Now, what was I going to do with my cheque for £300? I could not well go to Mr. Bischoff and ask him for change, for if I knew little of women and even less of men, I knew already a lot of the third sex, viz.: the artists. There was no probability of his being able to give me change for £50, and, candidly, I did not trust any artist sufficiently, especially not Mr. Bischoff whom I scarcely knew, to let him have the cheque as it was, and wait for the £50 change until he had cleared it. I felt like a schoolboy, comfortless and wretched, and as usual: silly.

For three days I went about absolutely miserable with my big cheque in my pocket. My state of mind could not escape Mr.

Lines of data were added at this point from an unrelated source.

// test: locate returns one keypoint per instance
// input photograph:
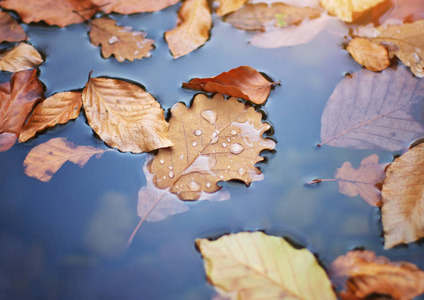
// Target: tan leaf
(214, 140)
(119, 41)
(192, 31)
(403, 200)
(261, 15)
(361, 274)
(10, 30)
(371, 56)
(124, 115)
(243, 82)
(20, 58)
(349, 10)
(57, 109)
(253, 265)
(43, 161)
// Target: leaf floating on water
(361, 274)
(57, 109)
(43, 161)
(120, 41)
(403, 199)
(124, 115)
(374, 111)
(243, 82)
(254, 265)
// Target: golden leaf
(254, 265)
(124, 115)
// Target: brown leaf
(370, 110)
(192, 31)
(259, 16)
(17, 98)
(57, 109)
(373, 57)
(124, 115)
(361, 274)
(243, 82)
(45, 159)
(403, 201)
(53, 12)
(20, 58)
(119, 41)
(10, 30)
(214, 140)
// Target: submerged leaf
(119, 41)
(253, 265)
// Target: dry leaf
(124, 115)
(373, 57)
(261, 15)
(214, 140)
(370, 110)
(192, 31)
(403, 201)
(17, 98)
(53, 12)
(43, 161)
(254, 265)
(362, 274)
(57, 109)
(119, 41)
(10, 30)
(20, 58)
(243, 82)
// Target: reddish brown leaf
(243, 82)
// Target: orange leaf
(243, 82)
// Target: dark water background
(66, 239)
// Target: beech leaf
(119, 41)
(57, 109)
(243, 82)
(403, 199)
(253, 265)
(43, 161)
(370, 110)
(192, 31)
(361, 274)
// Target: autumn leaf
(124, 115)
(243, 82)
(253, 265)
(370, 110)
(403, 201)
(120, 41)
(20, 58)
(192, 31)
(57, 109)
(10, 30)
(373, 57)
(43, 161)
(17, 98)
(361, 274)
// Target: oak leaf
(124, 115)
(17, 98)
(192, 31)
(370, 110)
(20, 58)
(10, 30)
(57, 109)
(403, 200)
(43, 161)
(361, 274)
(253, 265)
(243, 82)
(119, 41)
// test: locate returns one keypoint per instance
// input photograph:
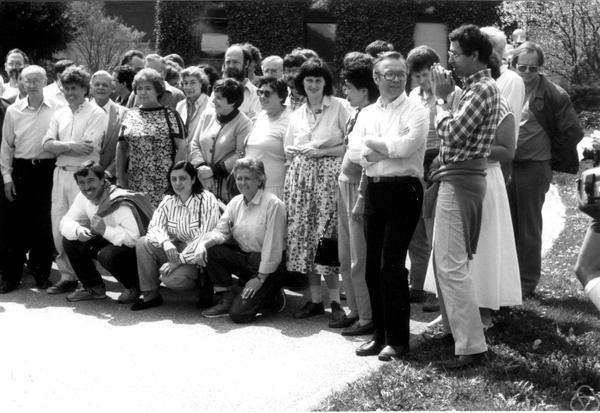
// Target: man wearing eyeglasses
(388, 140)
(548, 137)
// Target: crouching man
(249, 242)
(104, 223)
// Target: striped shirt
(468, 132)
(184, 224)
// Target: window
(320, 37)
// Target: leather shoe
(310, 309)
(358, 330)
(392, 352)
(140, 304)
(464, 361)
(7, 286)
(370, 348)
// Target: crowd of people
(169, 174)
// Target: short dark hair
(89, 166)
(19, 51)
(152, 76)
(421, 58)
(378, 46)
(230, 89)
(128, 55)
(197, 187)
(174, 57)
(61, 66)
(471, 40)
(278, 85)
(77, 75)
(528, 47)
(314, 67)
(358, 71)
(125, 74)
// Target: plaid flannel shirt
(468, 132)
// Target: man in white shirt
(103, 223)
(388, 140)
(101, 88)
(74, 136)
(27, 173)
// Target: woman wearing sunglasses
(266, 140)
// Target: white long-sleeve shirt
(121, 226)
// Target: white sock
(334, 295)
(592, 290)
(315, 294)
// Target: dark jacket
(554, 111)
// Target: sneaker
(128, 296)
(92, 293)
(63, 286)
(221, 308)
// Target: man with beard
(236, 64)
(16, 60)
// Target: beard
(237, 74)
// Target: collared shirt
(22, 133)
(200, 105)
(257, 226)
(468, 132)
(53, 92)
(403, 125)
(121, 225)
(184, 223)
(324, 129)
(86, 123)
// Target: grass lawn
(541, 353)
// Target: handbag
(327, 248)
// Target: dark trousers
(26, 223)
(119, 261)
(225, 260)
(527, 189)
(394, 209)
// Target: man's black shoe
(370, 348)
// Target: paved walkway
(99, 356)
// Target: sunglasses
(266, 93)
(528, 68)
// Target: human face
(530, 60)
(356, 97)
(102, 88)
(74, 93)
(233, 65)
(33, 82)
(182, 183)
(91, 187)
(191, 87)
(14, 63)
(222, 105)
(269, 99)
(314, 86)
(422, 79)
(146, 94)
(247, 183)
(273, 69)
(390, 89)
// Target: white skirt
(494, 268)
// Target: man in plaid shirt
(466, 134)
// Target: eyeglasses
(454, 53)
(266, 93)
(391, 76)
(528, 68)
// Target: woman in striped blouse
(167, 252)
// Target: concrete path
(99, 356)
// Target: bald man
(27, 172)
(101, 88)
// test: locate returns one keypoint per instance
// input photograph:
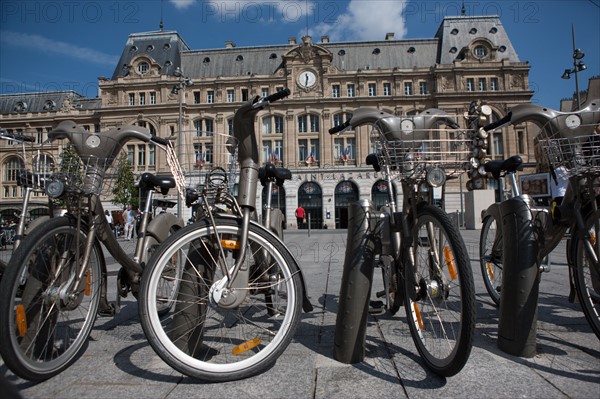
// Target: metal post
(520, 279)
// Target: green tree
(124, 191)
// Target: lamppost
(578, 66)
(178, 89)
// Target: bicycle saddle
(148, 181)
(509, 165)
(270, 171)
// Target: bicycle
(241, 290)
(566, 138)
(55, 284)
(424, 261)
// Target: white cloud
(182, 4)
(41, 43)
(365, 20)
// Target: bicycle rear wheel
(44, 320)
(490, 257)
(442, 318)
(587, 272)
(200, 338)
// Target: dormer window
(49, 105)
(143, 68)
(21, 106)
(480, 51)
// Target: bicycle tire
(442, 319)
(204, 341)
(490, 258)
(31, 291)
(586, 276)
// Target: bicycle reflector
(55, 188)
(435, 176)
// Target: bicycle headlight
(55, 189)
(435, 176)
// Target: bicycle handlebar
(104, 145)
(391, 125)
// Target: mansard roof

Hammer who, finding a few bad mistakes in a fugue of mine, declared that this and the rest of my behaviour proved clearly that I was in love, an accident that had befallen him in former years every six weeks, so that he had a sufficient experience to pass judgment on other people. Now, if even Hammer saw my uneasiness, you will understand that it was soon noticed by Mr. Doblana who, although a musician too, was far more a human being. He inquired. He insisted. For one of the results of being so human was a certain degree of curiosity.

"It must have something to do with your opera," he asserted at last. "How far have you got with it?"

"Oh!" said I, "I have not begun yet."

"Then," cried he, "why do you make such a face as if you had lost your score?"

I am sure that, when I heard this question, I looked at him in the most idiotic fashion you may imagine. And I must have looked at him for a long time, say, twenty seconds, which is much longer than most people think. Two ideas had flashed up through my brain, (or whatever you may call it).

The second—which was probably the result of the excitement caused by the first one—the second was to return the £300 cheque to my father, and to ask him for several smaller cheques which I could hand Mr. Bischoff in proportion to the work done, a proceeding which certainly would please the mater, for it proved me to be an earnest chap.

Yes. And the first idea?

I simply discovered the mystery which Mr. Doblana was hiding:

He had lost the score of his ballet Griseldis, which he had been composing before Aladdin.